Bias against injection drug users can inhibit them from receiving potentially lifesaving care, such as HIV pre-exposure prophylaxis (PrEP). Community-based responses like syringe service programs help combat this stigma.
Despite being at high risk for HIV infection, only 1-2% of people who inject drugs use preventative pre-exposure prophylaxis (PrEP).
Suzan Walters, PhD, is a sociologist who takes special interest in health disparities among stigmatized populations, such as injection drug users. “We have wonderful biomedical interventions, tools to treat, tools to prevent, such as PrEP…What I’d like to bring to the table is thinking of social responses and collaboration to prevent HIV,” Walters said.
Walters describes syringe service programs (SSPs) as spaces where injection drug users can receive care in a safe, hygienic environment free of stigma. SSPs are also important because they provide injection drug users with education about harm-reduction tools, such as PrEP.
Walters interviewed with Contagion to discuss her recently published paper, “PrEP Care Continuum Engagement Among Persons Who Inject Drugs: Rural and Urban Differences in Stigma and Social Infrastructure.”
Like the rest of us, Walters said, healthcare providers are not exempt from the influence of stigma, and specifically the negative stigma toward people who inject drugs.

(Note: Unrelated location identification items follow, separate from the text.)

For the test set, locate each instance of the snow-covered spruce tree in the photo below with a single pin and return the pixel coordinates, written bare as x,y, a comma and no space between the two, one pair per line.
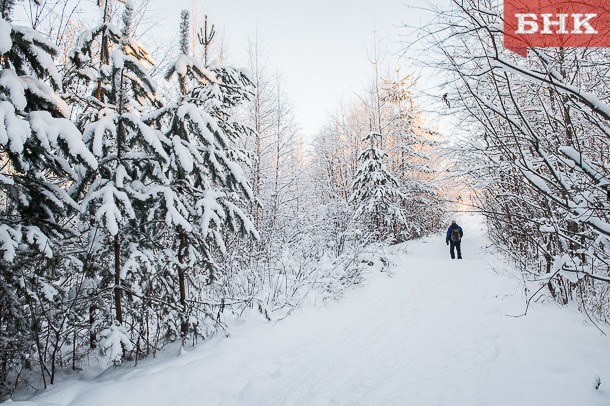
206,178
131,174
376,194
39,148
410,147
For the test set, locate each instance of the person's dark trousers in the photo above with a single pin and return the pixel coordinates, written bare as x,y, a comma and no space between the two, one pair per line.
455,246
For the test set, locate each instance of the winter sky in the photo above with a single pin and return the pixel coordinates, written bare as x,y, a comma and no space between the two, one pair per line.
319,47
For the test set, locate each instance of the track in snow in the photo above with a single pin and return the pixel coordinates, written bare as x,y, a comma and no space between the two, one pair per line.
433,332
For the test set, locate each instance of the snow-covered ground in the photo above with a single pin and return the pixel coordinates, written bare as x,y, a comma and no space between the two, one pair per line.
432,331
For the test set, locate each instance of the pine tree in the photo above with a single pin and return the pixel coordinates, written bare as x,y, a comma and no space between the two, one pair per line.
205,177
132,156
411,149
39,150
376,193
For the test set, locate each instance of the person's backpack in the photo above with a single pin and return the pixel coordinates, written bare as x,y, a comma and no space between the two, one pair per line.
455,234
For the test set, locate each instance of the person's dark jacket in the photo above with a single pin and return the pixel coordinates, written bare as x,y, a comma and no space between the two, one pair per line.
451,227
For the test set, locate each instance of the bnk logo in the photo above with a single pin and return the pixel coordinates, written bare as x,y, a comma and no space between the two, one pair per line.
548,23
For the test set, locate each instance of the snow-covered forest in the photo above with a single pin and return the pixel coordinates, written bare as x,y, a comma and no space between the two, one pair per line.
153,194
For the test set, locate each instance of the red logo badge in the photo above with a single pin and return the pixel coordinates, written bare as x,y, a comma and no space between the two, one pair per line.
548,23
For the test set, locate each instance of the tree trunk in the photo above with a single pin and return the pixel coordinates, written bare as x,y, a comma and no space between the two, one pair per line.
117,279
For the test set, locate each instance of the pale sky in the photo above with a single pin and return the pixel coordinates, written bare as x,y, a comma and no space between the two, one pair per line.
319,47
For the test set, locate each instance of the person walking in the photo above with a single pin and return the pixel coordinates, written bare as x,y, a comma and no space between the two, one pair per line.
454,239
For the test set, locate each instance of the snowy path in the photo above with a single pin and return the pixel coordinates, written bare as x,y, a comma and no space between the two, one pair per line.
435,332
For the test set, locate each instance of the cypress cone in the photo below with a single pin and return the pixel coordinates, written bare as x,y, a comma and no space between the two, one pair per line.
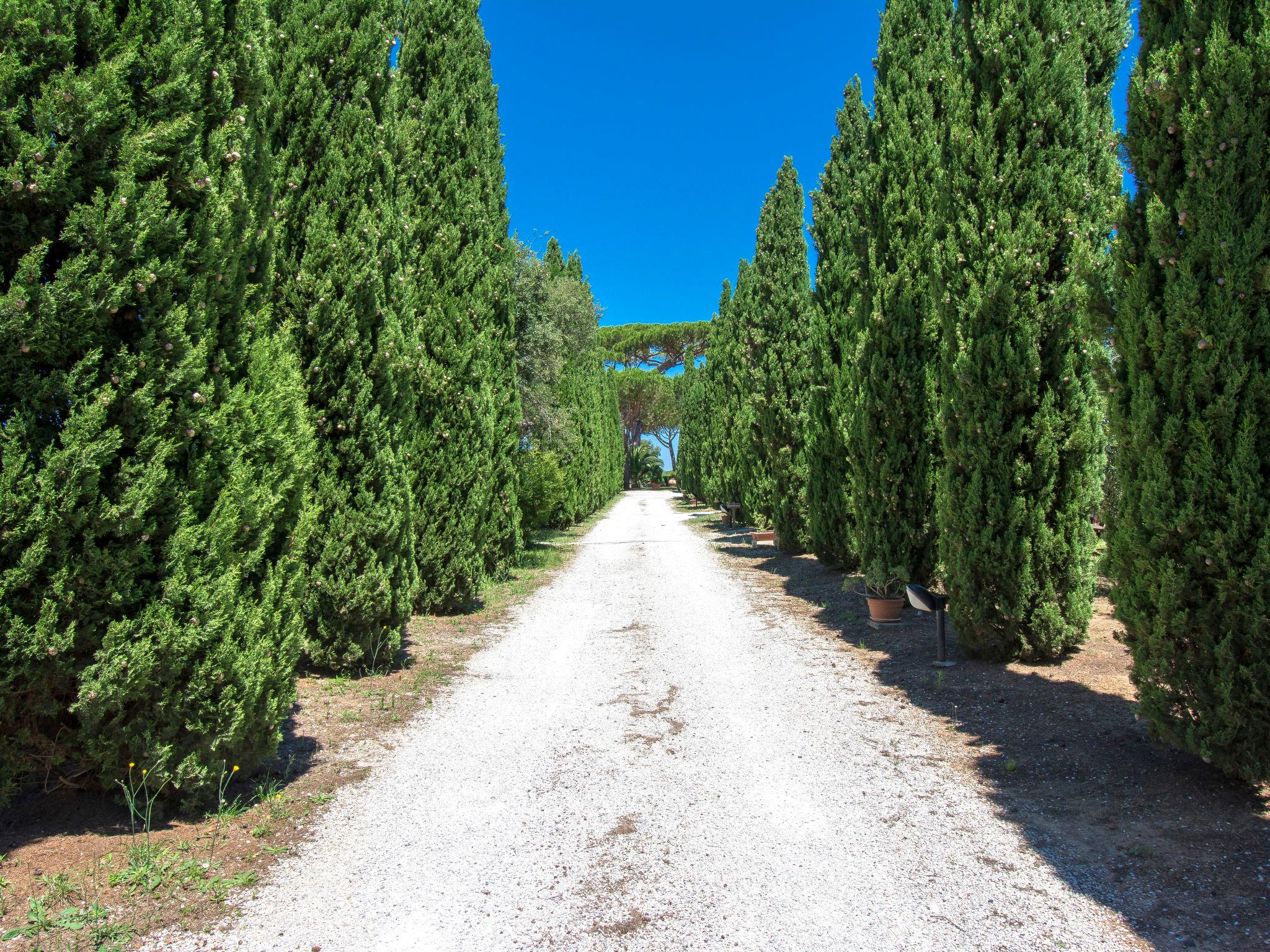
1191,405
1036,183
894,364
455,299
840,229
154,437
333,265
778,333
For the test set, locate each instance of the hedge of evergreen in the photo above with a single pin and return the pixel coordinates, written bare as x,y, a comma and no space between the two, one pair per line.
967,306
572,434
258,374
1191,402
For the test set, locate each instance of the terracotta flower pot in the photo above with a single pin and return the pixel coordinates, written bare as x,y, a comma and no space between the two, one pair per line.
884,611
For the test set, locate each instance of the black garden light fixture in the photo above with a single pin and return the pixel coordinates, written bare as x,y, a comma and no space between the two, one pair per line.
926,601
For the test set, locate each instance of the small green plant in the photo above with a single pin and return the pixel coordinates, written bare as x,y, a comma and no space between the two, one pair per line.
4,890
225,810
882,582
381,653
269,788
58,886
141,804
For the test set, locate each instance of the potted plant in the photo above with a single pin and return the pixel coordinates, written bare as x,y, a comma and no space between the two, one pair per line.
884,592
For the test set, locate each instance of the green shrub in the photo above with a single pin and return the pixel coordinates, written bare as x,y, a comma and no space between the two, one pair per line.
544,493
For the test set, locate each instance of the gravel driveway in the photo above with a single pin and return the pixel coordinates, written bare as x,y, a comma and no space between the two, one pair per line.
647,759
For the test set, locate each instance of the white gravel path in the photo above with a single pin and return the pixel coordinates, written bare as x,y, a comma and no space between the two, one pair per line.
647,760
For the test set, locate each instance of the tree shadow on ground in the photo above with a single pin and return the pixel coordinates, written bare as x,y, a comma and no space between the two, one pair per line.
1152,833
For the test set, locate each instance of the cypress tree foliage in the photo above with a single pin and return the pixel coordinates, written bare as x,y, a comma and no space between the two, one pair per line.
1036,183
894,366
455,296
840,229
729,451
154,437
333,267
1191,405
690,470
569,408
778,314
554,258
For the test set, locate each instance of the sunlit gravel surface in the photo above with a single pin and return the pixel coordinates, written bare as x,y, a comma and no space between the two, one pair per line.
649,759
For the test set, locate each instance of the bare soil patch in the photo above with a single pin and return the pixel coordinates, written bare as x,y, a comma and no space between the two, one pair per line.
1179,850
75,876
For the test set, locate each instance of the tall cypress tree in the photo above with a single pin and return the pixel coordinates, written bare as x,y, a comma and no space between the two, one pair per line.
1191,405
840,229
154,437
778,334
333,268
894,364
1036,183
455,299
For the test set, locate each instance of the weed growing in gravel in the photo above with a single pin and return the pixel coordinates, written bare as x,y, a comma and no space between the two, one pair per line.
141,801
93,918
225,810
4,890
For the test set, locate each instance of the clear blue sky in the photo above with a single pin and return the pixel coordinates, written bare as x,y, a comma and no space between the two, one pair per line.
647,135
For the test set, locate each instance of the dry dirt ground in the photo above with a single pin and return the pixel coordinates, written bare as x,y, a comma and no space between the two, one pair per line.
667,748
70,874
682,742
1181,852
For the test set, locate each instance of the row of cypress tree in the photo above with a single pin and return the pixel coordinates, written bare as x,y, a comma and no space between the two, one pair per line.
966,312
258,395
572,434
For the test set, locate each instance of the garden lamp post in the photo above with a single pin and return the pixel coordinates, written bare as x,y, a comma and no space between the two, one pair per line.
926,601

However, the stakes of PrEP provider stigma are much higher, as these biases could be preventing injection drug users from receiving lifesaving care.
Walters advocated for thinking about stigma on the individual, community, and structural levels. “My dream and hope for this work is for there to be some real-world impact,” she said.
Suzan Walters, PhD, is a Research Assistant Professor in the NYU School of Global Public Health, affiliated investigator at the Center for Drug Use and HIV/HCV Research, and faculty affiliate at the Center for Opioid Epidemiology and Policy.